|Publication number||US7981226 B2|
|Application number||US 11/473,534|
|Publication date||Jul 19, 2011|
|Filing date||Jun 23, 2006|
|Priority date||Jun 24, 2005|
|Also published as||CA2612691A1, CN101641469A, CN101641469B, EP1907201A2, EP1907201A4, EP1907201B1, EP2597183A1, US8420556, US20060292355, US20110250812, WO2007002387A2, WO2007002387A3|
|Publication number||11473534, 473534, US 7981226 B2, US 7981226B2, US-B2-7981226, US7981226 B2, US7981226B2|
|Inventors||Behnam Pourdeyhimi, Nataliya V. Fedorova, Stephen R. Sharp|
|Original Assignee||North Carolina State University|
|Export Citation||BiBTeX, EndNote, RefMan|
|Patent Citations (64), Referenced by (1), Classifications (42), Legal Events (2)|
|External Links: USPTO, USPTO Assignment, Espacenet|
This utility application claims priority to U.S. Provisional Patent Application Ser. No. 60/694,121 dated Jun. 24, 2005.
The invention relates generally to the manufacture of micro-denier fibers and nonwoven products manufactured from such fibers having high strength. More particularly, the invention relates to producing such fibers from island in the sea configurations wherein the sea component is fibrillated from the island components.
Nonwoven Spunbonded fabrics are used in many applications and account for the majority of products produced or used in North America. Almost all such applications require a lightweight disposable fabric. Therefore, most spunbonded fabrics are designed for single use and are designed to have adequate properties for the applications for which they are intended. Spunbonding refers to a process where the fibers (filaments) are extruded, cooled, and drawn and subsequently collected on a moving belt to form a fabric. The web thus collected is not bonded and the filaments must be bonded together thermally, mechanically or chemically to form a fabric. Thermal bonding is by far the most efficient and economical means for forming a fabric. Hydroentangling is not as efficient, but leads to a much more flexible and normally stronger fabric when compared to thermally bonded fabrics.
Micro-denier fibers are fibers which are smaller than 1 denier. Typically, micro-denier fibers are produced utilizing a bicomponent fiber which is split.
In these configurations, the components are segments typically made from nylon and polyester.

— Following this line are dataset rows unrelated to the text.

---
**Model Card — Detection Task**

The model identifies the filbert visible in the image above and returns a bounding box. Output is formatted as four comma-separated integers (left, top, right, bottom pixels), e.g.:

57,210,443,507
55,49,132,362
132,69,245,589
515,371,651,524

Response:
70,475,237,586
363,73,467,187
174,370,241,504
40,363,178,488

It is common for such a fiber to have 16 segments. The conventional wisdom behind such a fiber has been to form a web of typically 2 to 3 denier per filament fibers by means of carding and/or airlay, and subsequently split and bond the fibers into a fabric in one step by subjecting the web to high pressure water jets. The resultant fabric will be composed of micro-denier fibers and will possess all of the characteristics of a micro-denier fabric with respect to softness, drape, cover, and surface area.

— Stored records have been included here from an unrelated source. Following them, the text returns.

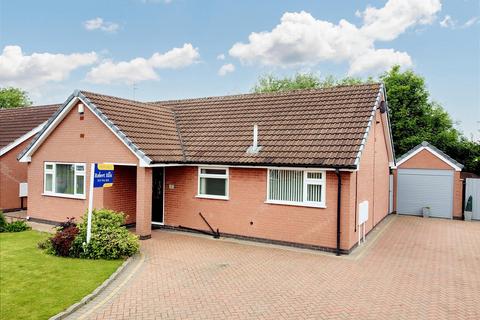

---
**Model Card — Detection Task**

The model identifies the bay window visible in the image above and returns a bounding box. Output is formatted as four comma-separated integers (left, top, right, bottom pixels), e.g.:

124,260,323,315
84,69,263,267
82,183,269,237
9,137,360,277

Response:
197,167,228,200
43,162,85,198
267,169,326,207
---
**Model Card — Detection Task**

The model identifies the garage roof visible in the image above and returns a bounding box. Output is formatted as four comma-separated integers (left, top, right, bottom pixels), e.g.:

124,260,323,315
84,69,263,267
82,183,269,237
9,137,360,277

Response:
397,141,463,171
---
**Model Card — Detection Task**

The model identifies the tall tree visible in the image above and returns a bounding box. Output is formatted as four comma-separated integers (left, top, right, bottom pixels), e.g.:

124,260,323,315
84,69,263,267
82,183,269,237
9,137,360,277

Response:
0,87,32,109
252,73,373,93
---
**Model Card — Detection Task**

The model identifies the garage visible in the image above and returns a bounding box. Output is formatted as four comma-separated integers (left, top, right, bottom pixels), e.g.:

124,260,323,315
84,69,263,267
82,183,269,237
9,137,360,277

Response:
394,142,463,219
397,169,454,218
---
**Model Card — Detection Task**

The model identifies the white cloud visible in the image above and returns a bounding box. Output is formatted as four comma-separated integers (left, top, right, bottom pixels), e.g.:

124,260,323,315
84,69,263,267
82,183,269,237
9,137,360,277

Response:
348,49,412,74
83,17,120,33
150,43,200,69
229,0,441,74
440,14,480,29
361,0,442,41
218,63,235,77
440,15,456,28
0,46,97,89
86,43,200,83
462,17,480,28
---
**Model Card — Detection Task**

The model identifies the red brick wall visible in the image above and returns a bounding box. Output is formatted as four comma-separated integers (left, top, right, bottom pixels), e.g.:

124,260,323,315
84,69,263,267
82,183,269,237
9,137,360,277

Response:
394,150,463,218
103,166,137,223
28,102,138,221
165,167,350,248
349,106,390,246
0,139,31,209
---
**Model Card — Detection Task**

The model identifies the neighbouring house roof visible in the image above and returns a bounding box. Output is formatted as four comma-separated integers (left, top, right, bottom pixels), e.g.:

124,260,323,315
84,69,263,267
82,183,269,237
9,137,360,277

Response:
397,141,463,171
0,104,60,155
18,84,390,168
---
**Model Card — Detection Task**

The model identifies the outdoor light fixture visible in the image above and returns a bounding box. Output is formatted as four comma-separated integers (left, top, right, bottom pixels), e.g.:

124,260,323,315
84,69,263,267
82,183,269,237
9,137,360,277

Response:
78,103,85,114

When manufacturing bicomponent fibers for splitting, several characteristics of the fibers are typically required for consideration to ensure that the continuous fiber may be adequately manufactured. These characteristics include the miscibility of the components, differences in melting points, the crystallization properties, viscosity, and the ability to develop a triboelectric charge. The copolymers selected are typically done to ensure that these characteristics between the bicomponent fibers are accommodating such that the muticomponent filaments may be spun. Suitable combinations of polymers include polyester and polypropylene, polyester and polyethylene, nylon and polypropylene, nylon and polyethylene, and nylon and polyester. Since these bicomponent fibers are spun in a segmented cross-section, each component is exposed along the length of the fiber. Consequently, if the components selected do not have properties which are closely analogous, the continuous fiber may suffer defects during manufacturing such as breaking, or crimping. Such defects would render the filament unsuitable for further processing.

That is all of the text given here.